When Celia Colón was 16, she saw a friend get shot in the head right in front of her. She says she felt sad in her heart, but in that moment, she didn't cry. "I thought, what is wrong with me?" she says. "I thought I had a heart that didn't bleed."

It wasn't until she volunteered with a hospice program while in prison in 1998 that Colón learned she had post-traumatic stress disorder. She says the program taught her to exercise empathy and emotional detachment toward the terminal patients she served, and also introduced her to a team of psychologists and social workers who helped her address her own trauma for the first time in her life.

Colón, 43, is a survivor of physical and sexual abuse, which began at the hands of her mother's boyfriends when she was a child. Her mother suffers from mental health issues, and as a result, Colón grew up feeling unloved and uncared for. "And it's not because my mother didn't want to," she says. "She just didn't know how to."

At age 12, Colón witnessed her mother's boyfriend beat her so badly that she was left unconscious. The incident led Colón and her family to flee from Florida to Chicago, where her grandparents lived. But the six-unit apartment in South Chicago they moved into turned out to be a gang headquarters. She told some of the local girls what she had been through.

"I gained their trust, and they took me under their wing," Colón says. "I had this huge community. . . . But the downfall is that I also witnessed a lot of violence I shouldn't have seen."

Growing up around gang violence exposed Colón to another wave of trauma. She says during that period of her life, she went to more funerals than parties. The violence came to a head when she was involved in a fight at age 18 that landed her 15 years in prison for attempted murder.

Colón's story is not unique. A 2010 report by the Illinois Criminal Justice Information Authority found that 98 percent of female inmates surveyed had been physically abused, and 75 percent had experienced sexual abuse in their lifetime. The same report found that 60 percent of those women could be potentially diagnosed with PTSD.

In the three Illinois correctional facilities where Colón served her sentence, there were no rehabilitation programs in place to address the trauma that had led her there. Rather, the trauma continued—Colón is one of the many faces of prison rape. As previously reported by the Marshall Project, the Bureau of Justice Statistics has estimated that more than 200,000 inmates are sexually abused in American detention facilities every year.

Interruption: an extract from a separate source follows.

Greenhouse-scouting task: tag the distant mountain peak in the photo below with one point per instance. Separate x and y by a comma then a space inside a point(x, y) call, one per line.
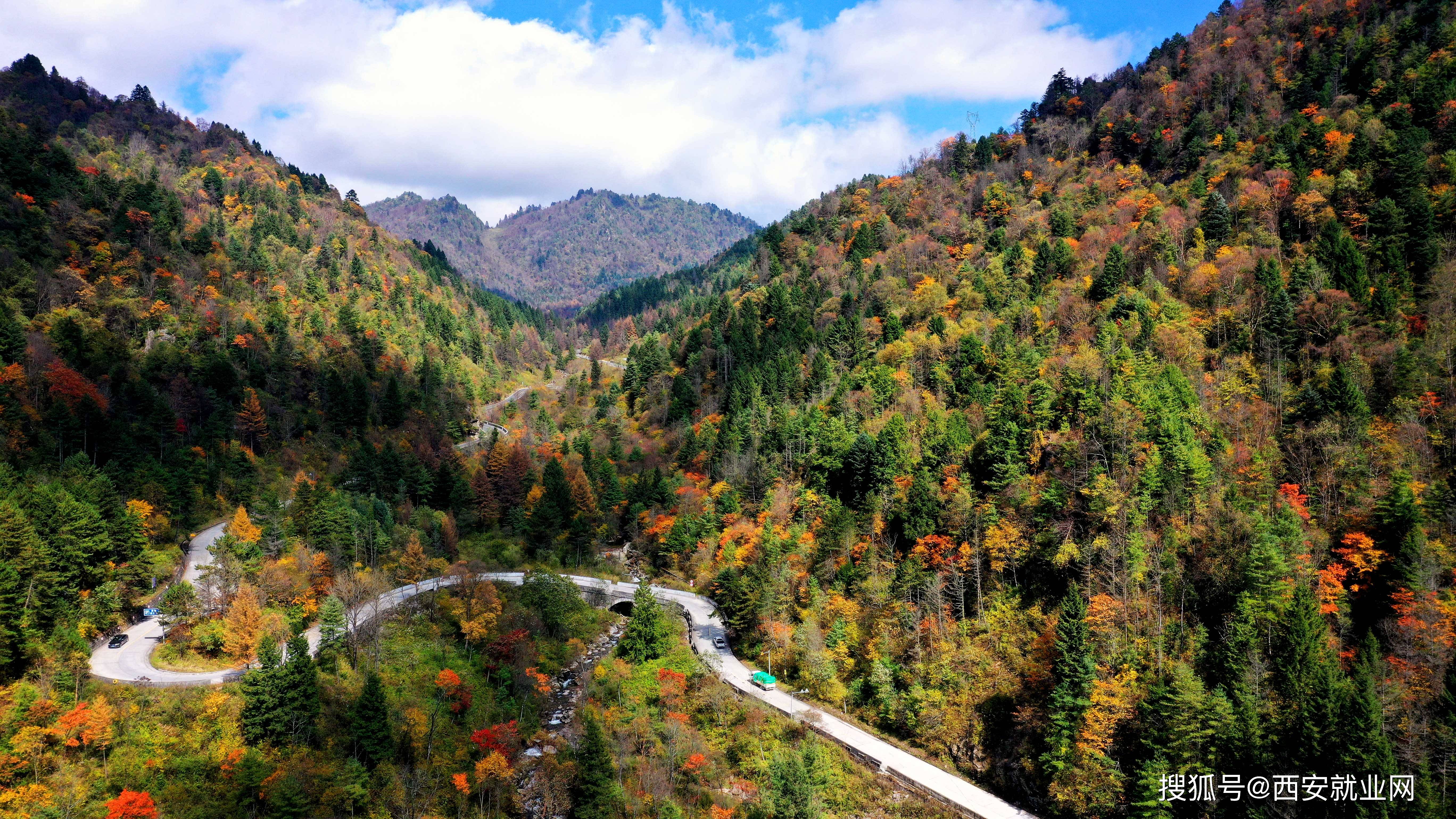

Colón says she was lucky to participate in the Women Helping Others hospice care training at Dixon Correctional Facility, which "changed her life" and helped her return home with a new mind-set. But when she was later out on parole with a new job that allowed her to travel the world, she felt unsettled.

"I started thinking about all the women that I had left behind, who had stories just like mine or even worse," she says. "I decided that I would use my voice for more than just me."

When she was released early after serving more than six years of her sentence, Colón became a motivational speaker and advocate for women's safety in prison. She founded an initiative called Giving Others Dreams, through which she facilitates mental health workshops for inmates in the Cook County Jail.

Colón says the workshop she designed consists of three sessions. In the first session, she teaches inmates how to create a support system for when they are released and distributes information about mental health services and hotlines. The second session centers on self-discovery and goal setting. After choosing a goal to accomplish, in the final session, the inmates create vision boards for their two-year plans. "That's where the magic happens for me," Colón says.

As the workshop ends, some inmates speak about "who they are, who they were, and who they plan to be." Sometimes Colón shares her own experiences; other times it is too painful. She says the officers have told her that the workshop completely transforms the inmates' perspectives and how they treat each other.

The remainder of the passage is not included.